On a 48B-parameter MoE model, AttnRes achieves consistent improvements across nearly all downstream tasks — GPQA-Diamond (scientific reasoning) up 7.5 points, Math up 3.6 points, HumanEval (code) up 3.1 points. Meanwhile, the model's gradient distribution and hidden state magnitudes become more uniform, with significantly improved training dynamics — not just better results, but a healthier process.

The paper quickly drew attention after release. Elon Musk commented directly on X: "Impressive work from Kimi." Andrej Karpathy's response was more intriguing — he half-jokingly asked whether we hadn't fully understood the phrase "Attention is All You Need." Jerry Tworek, former VP of Research at OpenAI and widely credited as "the father of the o1/o3 reasoning model series," went further, calling it "deep learning 2.0 is approaching."


Ilya Sutskever once said that LSTM is just ResNet rotated 90 degrees. AttnRes proves that Attention can also be rotated 90 degrees — from the sequence dimension to the depth dimension.

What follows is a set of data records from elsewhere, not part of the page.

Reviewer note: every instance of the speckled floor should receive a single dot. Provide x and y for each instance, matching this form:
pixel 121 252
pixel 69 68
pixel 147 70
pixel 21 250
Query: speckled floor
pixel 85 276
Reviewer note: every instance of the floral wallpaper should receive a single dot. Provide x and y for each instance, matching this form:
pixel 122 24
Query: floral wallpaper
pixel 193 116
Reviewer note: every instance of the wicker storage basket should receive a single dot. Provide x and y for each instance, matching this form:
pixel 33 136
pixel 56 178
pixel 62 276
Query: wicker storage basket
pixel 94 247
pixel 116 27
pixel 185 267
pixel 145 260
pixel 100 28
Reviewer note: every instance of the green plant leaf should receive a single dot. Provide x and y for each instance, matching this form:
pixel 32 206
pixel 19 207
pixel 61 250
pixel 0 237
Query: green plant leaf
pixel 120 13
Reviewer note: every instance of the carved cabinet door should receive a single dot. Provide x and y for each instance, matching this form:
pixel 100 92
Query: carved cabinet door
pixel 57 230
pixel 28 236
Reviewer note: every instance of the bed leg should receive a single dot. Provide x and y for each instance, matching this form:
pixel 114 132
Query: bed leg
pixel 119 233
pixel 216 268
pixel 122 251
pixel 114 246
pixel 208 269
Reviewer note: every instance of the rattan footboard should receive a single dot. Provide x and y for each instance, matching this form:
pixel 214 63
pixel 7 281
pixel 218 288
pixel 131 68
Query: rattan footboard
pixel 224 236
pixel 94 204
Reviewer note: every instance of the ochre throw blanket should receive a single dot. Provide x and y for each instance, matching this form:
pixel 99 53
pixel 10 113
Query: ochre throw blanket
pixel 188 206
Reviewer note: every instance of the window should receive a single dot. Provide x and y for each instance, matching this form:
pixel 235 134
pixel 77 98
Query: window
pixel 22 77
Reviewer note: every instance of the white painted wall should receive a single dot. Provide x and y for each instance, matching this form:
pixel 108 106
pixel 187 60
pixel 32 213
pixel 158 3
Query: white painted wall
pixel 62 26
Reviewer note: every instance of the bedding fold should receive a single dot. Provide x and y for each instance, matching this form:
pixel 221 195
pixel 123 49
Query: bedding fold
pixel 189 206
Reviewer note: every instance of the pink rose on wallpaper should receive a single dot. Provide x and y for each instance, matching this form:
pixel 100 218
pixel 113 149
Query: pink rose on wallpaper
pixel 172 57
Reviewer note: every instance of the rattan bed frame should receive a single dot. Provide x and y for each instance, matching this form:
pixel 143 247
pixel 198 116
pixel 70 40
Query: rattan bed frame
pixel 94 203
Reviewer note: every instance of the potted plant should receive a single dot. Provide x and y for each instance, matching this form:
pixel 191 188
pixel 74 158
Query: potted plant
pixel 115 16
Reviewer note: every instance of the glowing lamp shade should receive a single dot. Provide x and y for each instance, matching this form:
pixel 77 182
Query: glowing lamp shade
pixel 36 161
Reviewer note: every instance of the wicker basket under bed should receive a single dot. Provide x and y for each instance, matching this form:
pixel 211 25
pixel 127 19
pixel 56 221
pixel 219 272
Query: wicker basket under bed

What does AttnRes tell us? In the short term, it's a training efficiency optimization: better models for the same compute, or the same performance for less money — a visible, practical cost advantage.
In the long term, it points to a larger possibility: if the depth dimension becomes learnable and dynamic, future large models may no longer be fixed-depth feedforward networks, but instead dynamically dispatch computational resources across different layers at runtime — simple problems solved with shallow layers, complex problems only then engaging the full depth.
Looking back over the past decade, the biggest paradigm shifts in AI — from fixed features to learned features (deep learning), from fixed sequence processing to dynamic sequence processing (Attention), from fixed reasoning to dynamic reasoning (Chain-of-Thought) — have all fundamentally been about taking something "fixed" and making it "learnable." AttnRes continues this same thread.
Of course, the paper was only recently released and hasn't yet undergone large-scale replication and validation. There's a long road from architectural innovation on paper to industrial deployment.
Still, it's worth noting that AttnRes's emergence confirms a principle Moonshot AI has long emphasized: technical breakthroughs come from talent density and retention. It also demonstrates a structural technical sensibility — the willingness to question foundational assumptions that have stood untouched for a decade, and to provide a clean answer. Only the combination of talent density, team cohesion, and technical taste can explain why this team produced this work.
We look forward to the next "rotation."